Gun safety was barely discussed when Hunter was asked why he doesn’t support gun safety measures such as background checks, and banning of AK47 type weapons and large capacity magazines. He replied it’s a states rights issue, and “we have a right to bear arms that government constitutionally gave us but if a state wants to put those bans in place that’s ok.” He felt it’s not the government’s job “to get everyone into a database.”
Obamacare came up via a variety of questions, including whether the October and January deadlines will be met and if a 30 hour work week will still be classified as “full time”? Hunter indicated the 30 hours definition had to be changed; that once Obamacare is fully in effect the “central government will control your health care.” He feels “pushing it off can be done on a continuing resolution.” Answering shouts from the audience of “Defund it” Hunter explained that defunding it and shutting down the government will not work. Obamacare as law is part of the “system” so even if defunded, it is still part of non-discretionary spending. When government is shut down it’s only the discretionary spending that is affected which includes things like military salaries.
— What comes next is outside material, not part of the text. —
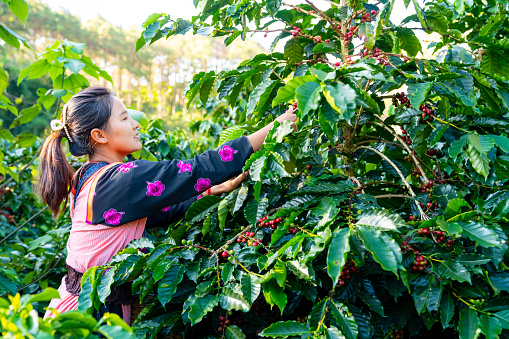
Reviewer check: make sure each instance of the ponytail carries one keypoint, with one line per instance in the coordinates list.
(55, 174)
The only solution is to repeal it. He did not offer alternatives or solutions beyond repealing it. He said, “trust me, we’re going to make more changes, we’re going to find out how bad it hurts the economy.”
The town hall meeting was a window into the mind of Duncan Hunter. He clearly tows the full conservative line. Immigration reform was the most discussed topic of the evening. There was clearly a conservative contingent present that sees militarizing the border as essential. Likewise many were dismayed by his immigration stance, particularly when it came to emotional issues such as reuniting families and a pathway to citizenship. In Mr. Hunter’s eyes it all just seems to be “amnesty”.